Labour Party: Advocates for lowering the threshold and increasing rates on large inheritances to promote wealth redistribution, with potential consultations launching in autumn for radical changes like scrapping or updating rules on agricultural land and business relief.

Liberal Democrats: Suggests a moderate approach, maintaining current thresholds but closing loopholes.

Reform UK: Supports abolishing or significantly reducing inheritance tax to promote wealth accumulation and entrepreneurship by allowing individuals to pass on assets to heirs without heavy taxation. Also looks to facilitate smoother transitions of family businesses across generations.

Pension Policies:

Conservative Party: Promises to maintain the triple lock on pensions, ensuring they rise by the highest of inflation, average earnings, or 2.5%.

Labour Party: Plans to review the pension system to ensure it is fairer, potentially increasing state pension for lower-income retirees.

Liberal Democrats: Proposes maintaining the triple lock and offering additional support for pensioners living in poverty.

Reform UK: Advocates for personal responsibility in retirement savings, encouraging policies that promote individual savings and investment rather than reliance on state pensions. They may propose simplifying pension regulations and reducing bureaucracy.

National Service and Defence:

Military chiefs have announced they are planning the biggest mass mobilisation exercise of Britain’s Army reserve in 20 years. This is in an effort to deploy the readiness of more than 10,000 ‘weekend warriors’. At present, there are 26,240 Army reservists, but it is yet known how many will stand up to take part in the exercises set for September. The Daily Mail reported that “soldiers from specialist medical, infantry units and special forces reserves will be asked to volunteer for a six-month tour of duty – with commanders seeking to secure a reserve force of 10,000 ready to support the frontline Army if needed.”

Conservative Party: Introduces a voluntary national service scheme for young people, which could include community projects and skills training. Those refusing to take part could potentially lose access to financial products and driving licenses, according to news reports.

Labour Party: Opposes mandatory national service, instead focusing on enhancing educational and vocational training.

Liberal Democrats: Suggests more recruitment for military personnel is required rather than a national service scheme, which could take away much-needed funding for existing military programmes.

Reform UK: Suggests national service would not be as effective as full recruitment of 30,000 military personnel backed by a boost in defence spending to 2.5% of GDP reaching 3% as soon as possible.

A lot to consider

The tax policies of the political parties in the upcoming election present a range of pros and cons for self-employed individuals, agency contractors and their families. The Conservatives focus on tax reductions and simplification, Labour aims for wealth redistribution and increased public spending, and the Liberal Democrats advocate for targeted support and green incentives. Additionally, policies on inheritance tax, pensions, and national service will also play crucial roles in shaping the economic landscape for all voters.

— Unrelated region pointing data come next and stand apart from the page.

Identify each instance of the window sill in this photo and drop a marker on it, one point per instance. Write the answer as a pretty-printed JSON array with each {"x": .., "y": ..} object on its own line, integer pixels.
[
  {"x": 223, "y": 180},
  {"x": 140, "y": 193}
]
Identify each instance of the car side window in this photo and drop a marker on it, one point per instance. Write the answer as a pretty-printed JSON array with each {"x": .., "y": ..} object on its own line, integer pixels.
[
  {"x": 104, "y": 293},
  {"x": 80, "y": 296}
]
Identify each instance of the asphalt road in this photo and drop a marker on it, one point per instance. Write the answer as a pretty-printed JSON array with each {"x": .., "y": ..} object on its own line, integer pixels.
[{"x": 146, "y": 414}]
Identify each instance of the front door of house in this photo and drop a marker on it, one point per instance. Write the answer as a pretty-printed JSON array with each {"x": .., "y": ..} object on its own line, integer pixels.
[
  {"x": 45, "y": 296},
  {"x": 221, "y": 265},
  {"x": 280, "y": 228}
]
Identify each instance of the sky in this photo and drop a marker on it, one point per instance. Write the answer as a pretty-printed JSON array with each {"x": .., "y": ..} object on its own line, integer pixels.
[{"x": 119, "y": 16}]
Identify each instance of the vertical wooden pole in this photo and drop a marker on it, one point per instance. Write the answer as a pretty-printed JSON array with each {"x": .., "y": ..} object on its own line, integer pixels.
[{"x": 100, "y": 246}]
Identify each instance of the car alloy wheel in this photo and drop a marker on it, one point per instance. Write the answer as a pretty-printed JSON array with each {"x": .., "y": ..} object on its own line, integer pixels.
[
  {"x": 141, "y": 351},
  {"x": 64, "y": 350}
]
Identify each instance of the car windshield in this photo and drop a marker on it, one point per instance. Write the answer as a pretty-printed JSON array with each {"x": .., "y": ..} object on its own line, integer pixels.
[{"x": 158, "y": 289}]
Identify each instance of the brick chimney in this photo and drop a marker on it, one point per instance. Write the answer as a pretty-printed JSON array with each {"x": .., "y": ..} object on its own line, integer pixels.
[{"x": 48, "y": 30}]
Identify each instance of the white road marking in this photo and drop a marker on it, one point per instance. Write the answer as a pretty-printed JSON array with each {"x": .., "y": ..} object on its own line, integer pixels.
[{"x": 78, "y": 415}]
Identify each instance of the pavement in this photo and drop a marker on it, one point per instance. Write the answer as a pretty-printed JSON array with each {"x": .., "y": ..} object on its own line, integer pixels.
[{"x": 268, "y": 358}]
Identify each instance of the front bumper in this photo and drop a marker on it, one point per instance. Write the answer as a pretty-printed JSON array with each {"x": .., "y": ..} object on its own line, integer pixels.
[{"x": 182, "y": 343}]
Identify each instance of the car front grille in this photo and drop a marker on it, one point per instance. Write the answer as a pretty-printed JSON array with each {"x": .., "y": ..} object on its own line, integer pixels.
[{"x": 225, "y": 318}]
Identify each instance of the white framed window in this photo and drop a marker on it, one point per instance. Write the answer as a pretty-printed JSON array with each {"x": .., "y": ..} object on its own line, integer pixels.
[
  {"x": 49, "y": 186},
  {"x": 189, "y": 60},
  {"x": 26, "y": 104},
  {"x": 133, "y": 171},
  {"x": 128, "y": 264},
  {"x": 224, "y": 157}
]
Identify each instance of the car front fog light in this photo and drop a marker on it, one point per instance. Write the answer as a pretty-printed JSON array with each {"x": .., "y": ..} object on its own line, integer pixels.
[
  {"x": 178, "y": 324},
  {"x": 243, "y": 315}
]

However, if the polls are already showing all of us that it will be a Labour win with a minuscule amount of Parliamentary seats voted in for other parties, we all have to prepare for the policies of the Labour Party.

You may be interested in watching this video from 24:40 – Personal tax and welfare
1 Comment
  1. Chris Rigg says

    You have given credit (listed as a pro) to the Conservative Party for expanding IR35 reform. You have not however mentioned that the Liberal Democrats have in their manifesto stated they will review IR35 nor have you mentioned that Reform UK has stated it will abolish IR35.

    This is a big issue for the self-employed and contracting community. I have not yet made my mind up which way to vote, but a proper balance needs to be reported and on that basis the article appears to be lacking that.